Another question is the future of Virgin Media’s intimate relationship with TiVo. From January 2011, Virgin Media has been converting its customers to a hybrid set top box it co-designed with TiVo with manufacturing shared between Samsung and Cisco. This has been a great success with 1.3 million of the subscribers having upgraded to receive web based content alongside the scheduled linear and VOD content through a redesigned EPG.

Liberty Global has been anxious not to rock this lucrative boat and its CEO Mike Fries has stated that, for now, Virgin Media will continue using and deploying TiVo in the UK. This followed early speculation that Liberty would immediately begin phasing TiVo out, given that it is deploying its alternative Horizon hybrid box made by Samsung in its other markets and is clearly its preferred strategic direction. Horizon has some slight advantages, such as four tuners rather than three, and better connectivity including support for WiFi, but also one or two negatives such as lack of support currently for catch up inside its EPG.

“Virgin has done a terrific job with TiVo and there’s been a tremendous acceptance among their digital subscriber base — 35 percent have already asked for the box and received it,” said Fries. “We need to learn more about the device and the relationship, but from what we understand at this level, it’s working very, very well. Thus far, when you look at the market, TiVo is a leader in the connected TV space and Virgin Media, as a result, is driving the level of innovation that competitors can’t really react to. So, I’d be surprised if we did anything to mess that up at this point.”

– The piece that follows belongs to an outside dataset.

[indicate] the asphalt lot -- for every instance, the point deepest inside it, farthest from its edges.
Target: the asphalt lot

This implies though that Virgin Media will be aligned with other Liberty Global subsidiaries with Horizon once the current contract with TiVo runs out in four-years' time. Before then, there is likely to be pooling of resources between the two groups so that the offerings are likely to start converging well before the TiVo contract expires. Ironically, Liberty Global did consider using TiVo firmware for its customers, much like Virgin Media, before deciding instead to develop its own Horizon hybrid box in-house.

The timing of the deal is interesting in that Liberty Global might have secured Virgin Media for a much lower price earlier in the year. Virgin Media’s share price has almost doubled in the last eight months on the back of the success of its TiVo strategy and also in gaining high-speed broadband subscribers. But, Virgin Media would not have sold at that price.

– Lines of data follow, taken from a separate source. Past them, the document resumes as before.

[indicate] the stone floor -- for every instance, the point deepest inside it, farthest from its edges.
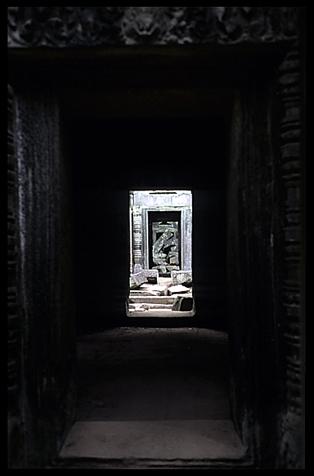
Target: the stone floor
(153, 394)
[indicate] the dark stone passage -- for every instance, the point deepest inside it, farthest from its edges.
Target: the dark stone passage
(143, 373)
(104, 100)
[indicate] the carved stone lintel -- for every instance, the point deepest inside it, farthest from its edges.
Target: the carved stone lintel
(89, 26)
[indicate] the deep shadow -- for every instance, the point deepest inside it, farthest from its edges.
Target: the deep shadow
(186, 153)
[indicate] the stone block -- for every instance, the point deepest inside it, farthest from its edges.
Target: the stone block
(136, 279)
(152, 275)
(181, 277)
(178, 289)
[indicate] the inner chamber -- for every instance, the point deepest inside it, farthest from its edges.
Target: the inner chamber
(160, 254)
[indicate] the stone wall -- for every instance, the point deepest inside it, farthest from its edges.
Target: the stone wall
(264, 285)
(46, 278)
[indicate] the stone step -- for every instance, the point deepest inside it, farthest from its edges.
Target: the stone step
(149, 306)
(152, 299)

One aspect of the UK market over which Liberty Global may have miscalculated, according to Peter White, senior analyst and founder of UK based Rethink Research, is that the UK regulatory situation is now more favorable for rival BSkyB. As White pointed out, the UK competition authorities were on the verge in 2011 of restricting the number of exclusive movie contracts Sky could hold, until Netflix entered the UK market. This led the Competition Commission, in defiance of communications regulator Ofcom, to insist that Sky was no longer dominant in movie exclusives.

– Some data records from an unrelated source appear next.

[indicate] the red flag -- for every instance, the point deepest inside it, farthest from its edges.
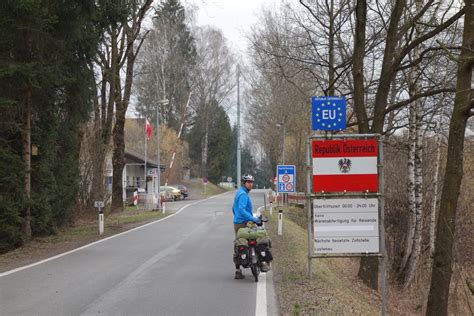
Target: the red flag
(148, 130)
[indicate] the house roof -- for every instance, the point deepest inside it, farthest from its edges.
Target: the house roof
(132, 157)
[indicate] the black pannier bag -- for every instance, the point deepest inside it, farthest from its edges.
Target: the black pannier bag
(264, 253)
(241, 253)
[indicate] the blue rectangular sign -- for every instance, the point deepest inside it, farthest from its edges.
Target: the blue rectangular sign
(286, 179)
(328, 113)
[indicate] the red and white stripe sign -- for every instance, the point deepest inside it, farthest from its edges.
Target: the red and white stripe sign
(345, 165)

Previously, the authority had forced Sky, as a content owner that had been leveraging its rights to gain pay TV customers, to reduce its wholesale rates for its programming. As the main beneficiary of this move, Virgin Media leapt towards profitability as a result but still continued to criticize Sky in the hope that this would lead the competition authority to enforce further concessions. But now the entry of Netflix seems to have done Sky a favor by taking away the spotlight, and Virgin can no longer count on any further concessions. As White said, a more competitive TV market is a less regulated one.”